What has 15 years in microfinance taught you about choosing a core banking system?
A Q&A session with Zoran Novakovic, Oradian’s Global Training Team Lead and Antonio Separovic, Oradian’s Co-founder and CEO
Zoran started his career in microfinance 20 years ago with an NGO serving refugees. Since then, he has worked as an IT consultant, managed complex implementations of management information systems for microfinance institutions and trained large teams of individuals. He has worked in 15 countries and implemented nearly every core banking system available to financial institutions in frontier markets.
The power of using one set of source code: making financial institutions more sustainable and standardised
Any organisation that works in the microfinance or financial inclusion space knows this to be true: there is an overwhelming level of complexity and a tendency for most operations to be customised. Across many countries and market segments of financial institutions, you can only find a few processes that are standardised and not specific to the institution.
Because nearly every microfinance institution, microfinance bank or rural bank is unique in some way, organisations that provide core banking systems or any kind of microfinance technology are tempted to customise their software to suit each financial institution.
By resisting the temptation to make customisations or quick fixes to match an institution’s unusual process, in many cases, it’s possible to correct that process to something more standard.
Customisation can create problems for financial institutions
Customisation meets certain needs but can introduce more challenges long-term. Creating customised versions of software requires larger technology teams: to customise, to fix the same bugs across multiple versions, to add a new feature or function to multiple versions and to deploy new versions. All of these additional steps increase developments costs and increase the price financial institutions pay for a core banking system or software.
Using one set of source code – offering one version of a system or software to all customers – can be more sustainable. This can be challenging because the team developing the software must understand the complexities of microfinance and direct development accordingly.
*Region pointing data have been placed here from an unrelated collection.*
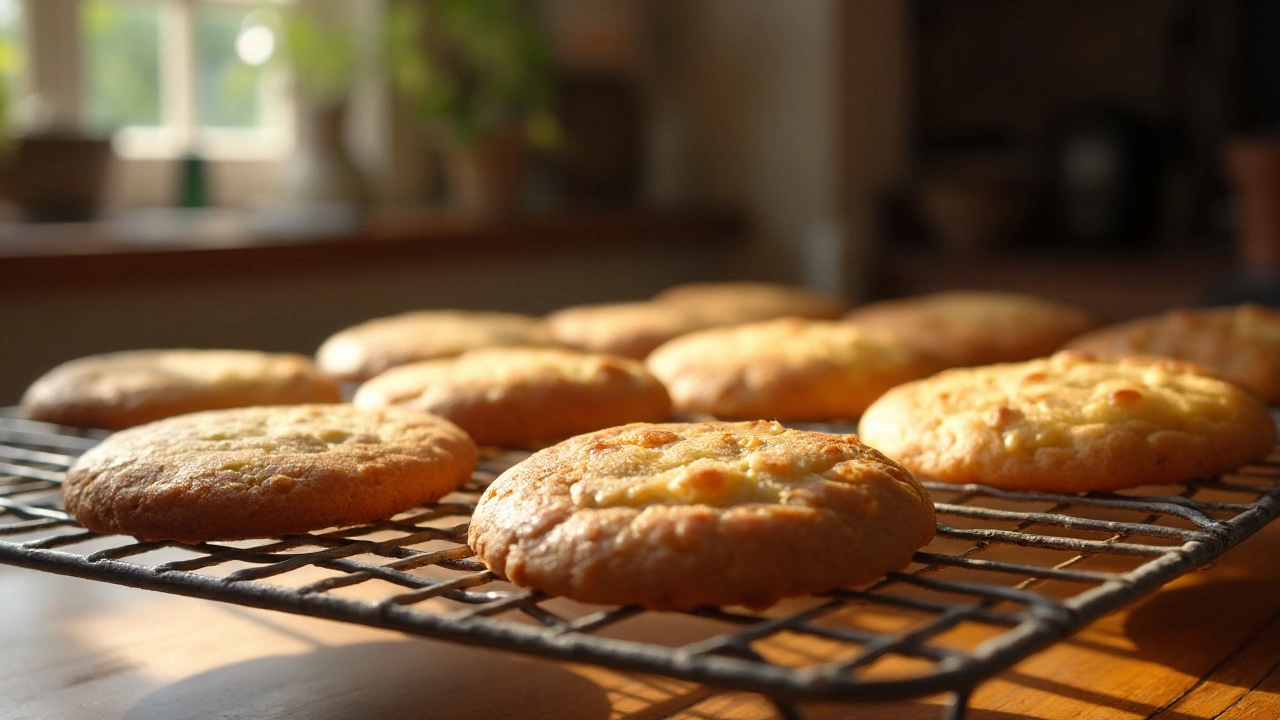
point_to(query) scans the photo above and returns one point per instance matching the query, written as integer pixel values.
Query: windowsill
(165, 246)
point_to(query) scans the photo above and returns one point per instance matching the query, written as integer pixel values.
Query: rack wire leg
(787, 710)
(958, 705)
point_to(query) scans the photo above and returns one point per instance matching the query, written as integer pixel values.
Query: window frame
(55, 24)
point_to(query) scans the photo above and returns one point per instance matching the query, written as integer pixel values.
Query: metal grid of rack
(1014, 570)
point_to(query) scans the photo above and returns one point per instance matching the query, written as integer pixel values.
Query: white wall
(758, 82)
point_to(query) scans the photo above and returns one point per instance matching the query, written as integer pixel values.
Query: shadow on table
(388, 680)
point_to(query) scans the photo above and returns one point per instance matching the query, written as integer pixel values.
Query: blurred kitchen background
(224, 173)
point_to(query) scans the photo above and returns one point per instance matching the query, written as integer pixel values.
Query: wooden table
(1206, 646)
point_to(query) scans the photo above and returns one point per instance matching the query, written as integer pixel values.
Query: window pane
(122, 63)
(228, 87)
(10, 54)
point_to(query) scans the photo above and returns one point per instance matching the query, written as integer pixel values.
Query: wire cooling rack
(1008, 574)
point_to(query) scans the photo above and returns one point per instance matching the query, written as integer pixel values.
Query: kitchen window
(164, 77)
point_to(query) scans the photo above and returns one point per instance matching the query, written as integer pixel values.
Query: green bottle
(192, 188)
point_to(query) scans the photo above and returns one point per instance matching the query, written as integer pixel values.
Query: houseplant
(481, 71)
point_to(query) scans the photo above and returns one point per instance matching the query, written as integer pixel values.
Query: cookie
(786, 369)
(1240, 343)
(120, 390)
(734, 302)
(524, 396)
(1070, 423)
(673, 516)
(362, 351)
(265, 472)
(629, 329)
(977, 328)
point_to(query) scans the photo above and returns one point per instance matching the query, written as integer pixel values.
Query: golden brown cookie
(977, 328)
(675, 516)
(786, 369)
(1240, 343)
(265, 472)
(524, 396)
(1070, 423)
(362, 351)
(629, 329)
(120, 390)
(734, 302)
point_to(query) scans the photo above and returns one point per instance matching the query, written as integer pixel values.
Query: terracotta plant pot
(321, 171)
(489, 177)
(56, 176)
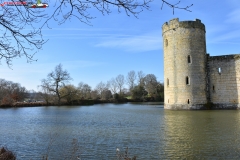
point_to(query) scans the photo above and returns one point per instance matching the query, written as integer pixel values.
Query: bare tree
(113, 85)
(55, 80)
(120, 82)
(69, 92)
(17, 42)
(151, 84)
(131, 77)
(175, 6)
(101, 87)
(141, 76)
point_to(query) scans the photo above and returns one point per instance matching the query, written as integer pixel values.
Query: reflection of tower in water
(201, 134)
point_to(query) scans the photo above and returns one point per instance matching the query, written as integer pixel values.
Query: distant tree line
(57, 89)
(11, 92)
(140, 87)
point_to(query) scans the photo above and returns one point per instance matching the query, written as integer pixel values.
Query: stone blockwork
(224, 85)
(193, 79)
(184, 64)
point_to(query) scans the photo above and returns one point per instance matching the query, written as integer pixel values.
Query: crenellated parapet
(175, 23)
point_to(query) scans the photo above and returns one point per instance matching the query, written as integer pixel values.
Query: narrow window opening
(219, 70)
(166, 42)
(189, 59)
(187, 80)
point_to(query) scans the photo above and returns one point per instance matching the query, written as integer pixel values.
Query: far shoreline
(74, 103)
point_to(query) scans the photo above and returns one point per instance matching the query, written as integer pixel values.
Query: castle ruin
(194, 79)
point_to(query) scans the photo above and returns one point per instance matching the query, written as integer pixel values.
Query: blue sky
(116, 43)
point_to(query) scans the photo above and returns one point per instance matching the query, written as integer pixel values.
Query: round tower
(184, 47)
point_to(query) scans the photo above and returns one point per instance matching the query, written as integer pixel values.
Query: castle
(194, 79)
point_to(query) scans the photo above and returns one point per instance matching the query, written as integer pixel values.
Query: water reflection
(149, 131)
(202, 134)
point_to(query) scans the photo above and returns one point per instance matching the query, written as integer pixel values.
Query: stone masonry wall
(183, 39)
(224, 85)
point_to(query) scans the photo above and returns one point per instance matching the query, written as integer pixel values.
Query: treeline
(11, 92)
(57, 89)
(135, 86)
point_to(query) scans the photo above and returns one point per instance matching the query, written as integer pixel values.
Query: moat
(147, 129)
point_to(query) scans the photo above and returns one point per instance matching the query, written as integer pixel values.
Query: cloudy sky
(116, 43)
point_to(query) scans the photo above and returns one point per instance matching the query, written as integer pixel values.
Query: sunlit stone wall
(185, 76)
(224, 75)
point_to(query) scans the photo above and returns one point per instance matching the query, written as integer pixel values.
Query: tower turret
(184, 45)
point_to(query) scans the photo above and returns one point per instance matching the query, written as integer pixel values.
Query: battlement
(175, 23)
(224, 57)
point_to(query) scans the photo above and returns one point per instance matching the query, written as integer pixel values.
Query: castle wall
(182, 40)
(224, 81)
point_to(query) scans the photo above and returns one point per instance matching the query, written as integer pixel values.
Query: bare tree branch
(175, 6)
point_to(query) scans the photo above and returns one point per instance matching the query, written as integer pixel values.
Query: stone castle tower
(185, 64)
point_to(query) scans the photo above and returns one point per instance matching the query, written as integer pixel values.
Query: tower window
(189, 59)
(187, 80)
(166, 42)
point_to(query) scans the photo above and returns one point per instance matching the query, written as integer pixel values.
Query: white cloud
(141, 43)
(230, 36)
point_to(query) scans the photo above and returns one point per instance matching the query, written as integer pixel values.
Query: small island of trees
(56, 89)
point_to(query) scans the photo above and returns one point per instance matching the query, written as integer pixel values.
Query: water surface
(149, 131)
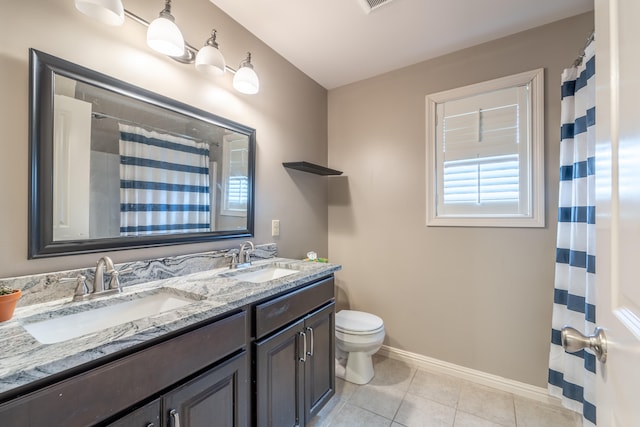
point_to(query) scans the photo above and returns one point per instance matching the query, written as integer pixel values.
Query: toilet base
(357, 368)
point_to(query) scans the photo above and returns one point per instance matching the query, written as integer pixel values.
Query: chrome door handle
(304, 347)
(573, 341)
(175, 417)
(310, 353)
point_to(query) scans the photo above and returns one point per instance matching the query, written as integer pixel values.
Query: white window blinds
(482, 147)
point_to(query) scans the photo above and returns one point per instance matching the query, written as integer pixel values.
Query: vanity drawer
(275, 313)
(93, 396)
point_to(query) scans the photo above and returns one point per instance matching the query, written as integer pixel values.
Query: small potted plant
(8, 299)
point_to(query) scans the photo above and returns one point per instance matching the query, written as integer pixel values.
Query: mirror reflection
(131, 168)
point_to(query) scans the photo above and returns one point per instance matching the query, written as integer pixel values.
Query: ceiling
(335, 42)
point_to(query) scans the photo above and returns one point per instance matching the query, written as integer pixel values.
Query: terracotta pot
(8, 304)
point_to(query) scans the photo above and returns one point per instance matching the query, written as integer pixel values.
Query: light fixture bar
(190, 51)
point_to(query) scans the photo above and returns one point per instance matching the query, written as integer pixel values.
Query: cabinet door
(320, 379)
(146, 416)
(279, 378)
(217, 398)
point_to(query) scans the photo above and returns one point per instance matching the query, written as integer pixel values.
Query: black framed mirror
(114, 166)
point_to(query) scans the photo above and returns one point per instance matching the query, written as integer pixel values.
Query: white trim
(537, 196)
(438, 366)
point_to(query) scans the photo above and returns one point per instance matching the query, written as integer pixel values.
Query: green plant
(6, 290)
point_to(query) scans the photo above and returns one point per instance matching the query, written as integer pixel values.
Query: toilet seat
(354, 322)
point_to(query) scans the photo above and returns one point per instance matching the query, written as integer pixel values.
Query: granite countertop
(215, 292)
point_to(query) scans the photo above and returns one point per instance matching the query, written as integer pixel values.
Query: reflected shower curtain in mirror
(164, 183)
(572, 376)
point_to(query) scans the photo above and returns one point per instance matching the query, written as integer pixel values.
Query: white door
(71, 153)
(618, 209)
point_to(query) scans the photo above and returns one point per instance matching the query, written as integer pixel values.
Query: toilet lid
(357, 321)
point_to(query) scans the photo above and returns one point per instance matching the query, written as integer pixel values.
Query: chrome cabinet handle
(304, 348)
(175, 418)
(573, 341)
(310, 353)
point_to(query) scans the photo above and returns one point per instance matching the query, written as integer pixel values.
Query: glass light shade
(210, 61)
(246, 81)
(110, 12)
(164, 36)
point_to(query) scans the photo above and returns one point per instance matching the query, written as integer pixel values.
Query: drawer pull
(304, 347)
(310, 353)
(175, 418)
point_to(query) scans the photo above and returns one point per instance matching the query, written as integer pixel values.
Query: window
(485, 154)
(235, 189)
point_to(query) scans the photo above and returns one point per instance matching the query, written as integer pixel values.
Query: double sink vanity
(219, 347)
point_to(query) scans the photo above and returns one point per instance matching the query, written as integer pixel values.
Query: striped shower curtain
(572, 376)
(164, 183)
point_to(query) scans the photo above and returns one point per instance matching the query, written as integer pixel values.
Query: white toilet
(359, 336)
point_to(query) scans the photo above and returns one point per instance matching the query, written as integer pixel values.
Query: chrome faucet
(244, 257)
(104, 263)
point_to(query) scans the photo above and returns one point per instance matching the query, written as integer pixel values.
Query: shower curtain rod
(591, 38)
(98, 115)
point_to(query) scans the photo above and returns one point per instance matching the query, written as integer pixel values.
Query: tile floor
(403, 396)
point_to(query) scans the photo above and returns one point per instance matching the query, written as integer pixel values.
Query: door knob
(573, 341)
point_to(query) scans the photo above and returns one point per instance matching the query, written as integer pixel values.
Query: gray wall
(476, 297)
(289, 114)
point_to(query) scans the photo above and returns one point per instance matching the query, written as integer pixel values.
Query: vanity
(249, 347)
(208, 346)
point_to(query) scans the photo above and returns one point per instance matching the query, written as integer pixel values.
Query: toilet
(359, 336)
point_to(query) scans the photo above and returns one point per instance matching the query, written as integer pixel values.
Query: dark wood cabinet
(102, 394)
(320, 378)
(294, 364)
(270, 364)
(146, 416)
(216, 398)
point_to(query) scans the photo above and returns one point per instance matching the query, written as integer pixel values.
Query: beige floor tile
(488, 403)
(530, 413)
(441, 388)
(327, 413)
(345, 389)
(464, 419)
(392, 373)
(382, 400)
(417, 411)
(352, 416)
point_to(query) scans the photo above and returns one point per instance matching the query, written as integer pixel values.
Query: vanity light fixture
(164, 36)
(110, 12)
(246, 80)
(209, 59)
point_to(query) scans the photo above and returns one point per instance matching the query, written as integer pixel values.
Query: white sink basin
(63, 328)
(263, 275)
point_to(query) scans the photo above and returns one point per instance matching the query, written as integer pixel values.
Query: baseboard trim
(438, 366)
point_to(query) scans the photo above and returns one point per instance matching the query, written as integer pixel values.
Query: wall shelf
(311, 168)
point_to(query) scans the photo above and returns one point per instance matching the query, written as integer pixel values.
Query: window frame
(229, 142)
(536, 215)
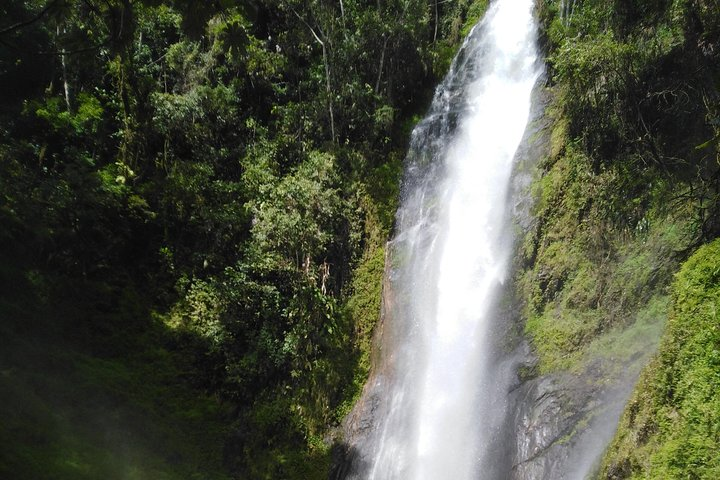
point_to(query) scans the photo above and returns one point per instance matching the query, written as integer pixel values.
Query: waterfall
(440, 397)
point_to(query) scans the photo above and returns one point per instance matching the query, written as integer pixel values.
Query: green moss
(671, 427)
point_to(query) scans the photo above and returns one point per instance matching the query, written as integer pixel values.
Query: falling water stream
(444, 396)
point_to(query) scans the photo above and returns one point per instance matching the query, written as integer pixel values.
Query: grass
(671, 427)
(73, 412)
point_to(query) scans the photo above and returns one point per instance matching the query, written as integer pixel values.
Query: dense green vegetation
(195, 196)
(671, 428)
(194, 199)
(631, 183)
(629, 191)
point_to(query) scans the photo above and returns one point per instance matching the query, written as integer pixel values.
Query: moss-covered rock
(671, 427)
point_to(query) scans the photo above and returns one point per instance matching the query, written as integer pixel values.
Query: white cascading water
(443, 395)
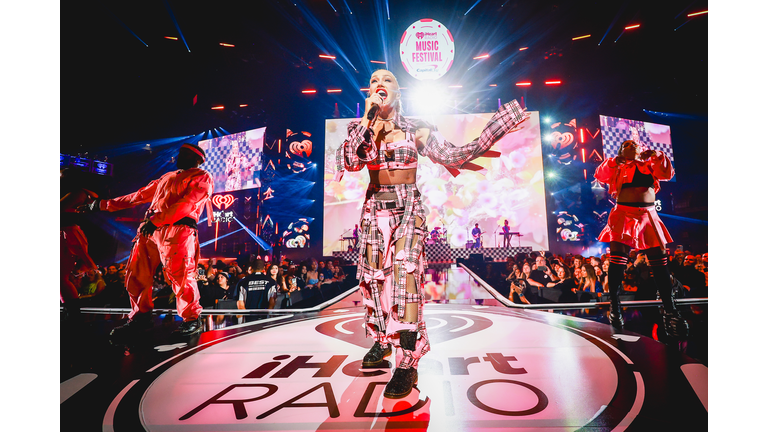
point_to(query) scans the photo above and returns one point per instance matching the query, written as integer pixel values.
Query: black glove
(89, 208)
(147, 228)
Offering one version with best practices built into it is one step toward standardising processes and procedures in the microfinance industry.
You should only be responsible for your Internet, not your infrastructure
Whenever on-premise systems are compared to cloud-based technology, you can bet there will be an image of an iceberg on one of the slides. The iceberg is used to show there are costs you can see above water and there are hidden costs below the water, hidden from your view. Most time, the hidden costs below the water are much more than the cost you can see – the tip of the iceberg.
In the case of on-premise core banking systems versus cloud-based core banking systems, an image of an iceberg is not dramatic enough. The costs of on-premise systems can quickly add up to more than the price of a subscription to a cloud-based system.
Questions to ask when considering on-premise or cloud
- How expensive is it to purchase as server?
- How much will it cost to recover if there’s a natural disaster?
- What are the costs and risks if my servers are compromised?
- What must I pay to setup a redundant system that kicks in if my primary server goes down?
- How long does the warranty last and what happens when it ends?
- How much will I pay to buy and own a core banking system?
- Will I need to hire an IT specialist to install and configure the software?
- Will I pay extra for each software update?
The most important questions are about strategy
Of course, financial institutions will ask and must know the price for a subscription when considering core banking systems. The long-term costs and benefits outweigh the price of any software, system or technology.
More important questions to spend time asking are, “Will this system enable my financial institution to grow in a sustainable way for the next five to ten years? and “Am I making a decision that aligns with my business strategy?”.